Sensação de sentir-se
enganado
Pedro J. Bondaczuk
O
povo paraguaio, cuja maioria da atual geração nasceu e sempre viveu no regime
de hoje (que já tem 32 anos de duração) anda desconfiado, de uns tempos a esta
parte, que o presidente vitalício do país (embora não ostente oficialmente este
título), general Alfredo Stroessner, não vem lhe dizendo toda a verdade.
Freqüentemente, este militar, de ascendência germânica, formado pela Escola das
Américas do Panamá, vem a público falar do perigo comunista que estaria
rondando "maliciosamente" o Paraguai.
Qualquer
ato de oposição ao governo, que não venha daqueles grupos aos quais o próprio
palácio presidencial atribui esse papel, é pintado com cores sombrias para a
população. E o desditoso cidadão que ousa praticar essa "heresia" de
protestar contra a falta de liberdade termina onde quase o escritor Roa Bastos
terminou, se não deixasse o país: nas masmorras.
Só
que o povo, embora possa ser tapeado por alguém bem falante e que de quebra
tenha atrás de si grupos armados (leais às últimas conseqüências), não é bobo.

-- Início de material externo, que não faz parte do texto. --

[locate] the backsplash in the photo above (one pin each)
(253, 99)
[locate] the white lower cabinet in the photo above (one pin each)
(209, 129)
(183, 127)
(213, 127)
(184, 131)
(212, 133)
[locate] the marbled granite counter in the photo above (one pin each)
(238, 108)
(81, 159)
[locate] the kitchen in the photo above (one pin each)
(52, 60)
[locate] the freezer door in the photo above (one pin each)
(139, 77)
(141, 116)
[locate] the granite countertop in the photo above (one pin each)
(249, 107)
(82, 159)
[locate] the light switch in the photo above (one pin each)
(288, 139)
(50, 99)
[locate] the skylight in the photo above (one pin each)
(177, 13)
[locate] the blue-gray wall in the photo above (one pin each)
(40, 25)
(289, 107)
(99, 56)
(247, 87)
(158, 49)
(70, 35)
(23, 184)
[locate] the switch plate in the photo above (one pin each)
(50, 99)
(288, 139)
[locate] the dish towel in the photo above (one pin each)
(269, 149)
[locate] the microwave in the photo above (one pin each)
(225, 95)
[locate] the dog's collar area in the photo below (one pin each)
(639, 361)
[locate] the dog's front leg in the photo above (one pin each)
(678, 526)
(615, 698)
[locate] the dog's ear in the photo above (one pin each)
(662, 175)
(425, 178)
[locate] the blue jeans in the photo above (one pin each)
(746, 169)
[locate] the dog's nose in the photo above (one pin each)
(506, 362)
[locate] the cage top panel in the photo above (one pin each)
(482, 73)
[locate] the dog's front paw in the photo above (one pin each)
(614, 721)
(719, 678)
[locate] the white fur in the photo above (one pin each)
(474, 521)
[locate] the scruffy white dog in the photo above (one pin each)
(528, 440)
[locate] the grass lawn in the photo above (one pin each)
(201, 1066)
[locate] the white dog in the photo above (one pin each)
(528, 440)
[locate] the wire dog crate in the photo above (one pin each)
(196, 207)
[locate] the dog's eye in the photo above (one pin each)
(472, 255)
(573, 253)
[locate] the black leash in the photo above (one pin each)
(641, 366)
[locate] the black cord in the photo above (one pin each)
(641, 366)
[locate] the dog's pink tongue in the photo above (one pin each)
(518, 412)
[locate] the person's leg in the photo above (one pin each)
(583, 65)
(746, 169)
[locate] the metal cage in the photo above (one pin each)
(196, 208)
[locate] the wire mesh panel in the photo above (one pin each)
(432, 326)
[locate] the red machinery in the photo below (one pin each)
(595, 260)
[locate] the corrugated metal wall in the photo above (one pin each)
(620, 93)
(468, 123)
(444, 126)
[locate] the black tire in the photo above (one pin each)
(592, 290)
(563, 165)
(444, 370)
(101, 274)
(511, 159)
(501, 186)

Sabe juntar indícios, aqui e ali, e tirar suas próprias conclusões, sem
necessidade que nenhum doutrinador lhe ensine como deve pensar. E está chegando
à dolorosa conclusão de que foi enganado por mais de três décadas, nas quais
ficou privado de exercer plenamente a sua soberania.
Disseram-lhe
que os países que possuem oposição política livre, imprensa sem nenhuma mordaça
e onde ninguém vai para a prisão sem que seja antes condenado pelo delito de
que é acusado (com amplas possibilidades de defesa) é presa fácil do
marxismo-leninismo internacional. Só que na Argentina, por exemplo, tais
"heresias" são cometidas rotineiramente e esse país sequer toma
conhecimento da existência do Partido Comunista argentino, tão inexpressiva é
essa agremiação.
O
Uruguai age da mesma forma e nunca mais se ouviu falar de que os tupamaros
estivessem ameaçando bens, políticos, seqüestrando cidadãos ou pondo em xeque o
governo do colorado Júlio Maria Sanguinetti. Ao contrário, essa antiga facção
terrorista até pensa em constituir-se como partido.
Ao
saber dessas coisas, o paraguaio vacila em suas convicções e começa a
desconfiar ainda mais que não lhe falaram a verdade. Ou pelo menos não na sua
totalidade. Mas o que acaba por lhe dar certeza e o leva à indignação é o caso
do Brasil. Pois não é nesse seu poderoso vizinho que se chegou "ao
cúmulo" de permitir a legalização do PC, deixando que o partido (ou
partidos, pois são dois) dispute as eleições para a escolha dos
constituintes?!!
E
no correr de todo um ano em que isso se tornou possível, não se ouviu falar de
qualquer movimento de massas que buscasse empolgar o poder para colocar os
brasileiros na órbita de Moscou. Ao contrário, o único grande movimento popular
que se verificou foi o dos "fiscais do Sarney", colaborando com o seu
presidente, um centrista, para que o seu mais ousado plano econômico desse
certo.
Depois
de saber tudo isso, o cidadão paraguaio não consegue se conformar com o modo
como viveu até aqui: tutelado, vigiado, dirigido, sem que pudesse decidir nada
acerca do seu destino. Mas o pior de tudo é que a situação tende a se
perpetuar.
Os
filipinos já se livraram da sua ditadura de 22 anos e o ex-todo-poderoso
Ferdinand Marcos só consegue mesmo fazer, à distância, estéreis e patéticas
ameaças no seu inglório exílio em Honolulu. Os Duvalliers são lembranças do
passado para os haitianos e até hoje, passados quatro meses da queda de
Jean-Claude, o "Baby Doc", nenhum dos 169 países da comunidade internacional
manifestou qualquer disposição de receber esse verdugo do seu povo.
Com
tudo isso acontecendo, o generalíssimo Alfredo Stroessner ameaça disputar um
oitavo mandato de cinco anos no Paraguai, num arremedo de eleições que pretende
montar em 1988, como tantas encenações semelhantes feitas desde 4 de maio de
1954. Esse é o motivo da paciência do paraguaio, digna de Jó (aquele personagem
bíblico caracterizado por essa virtude) estar prestes a se esgotar. Também, não
é para menos! Não se tapeia impunemente para sempre todo um povo.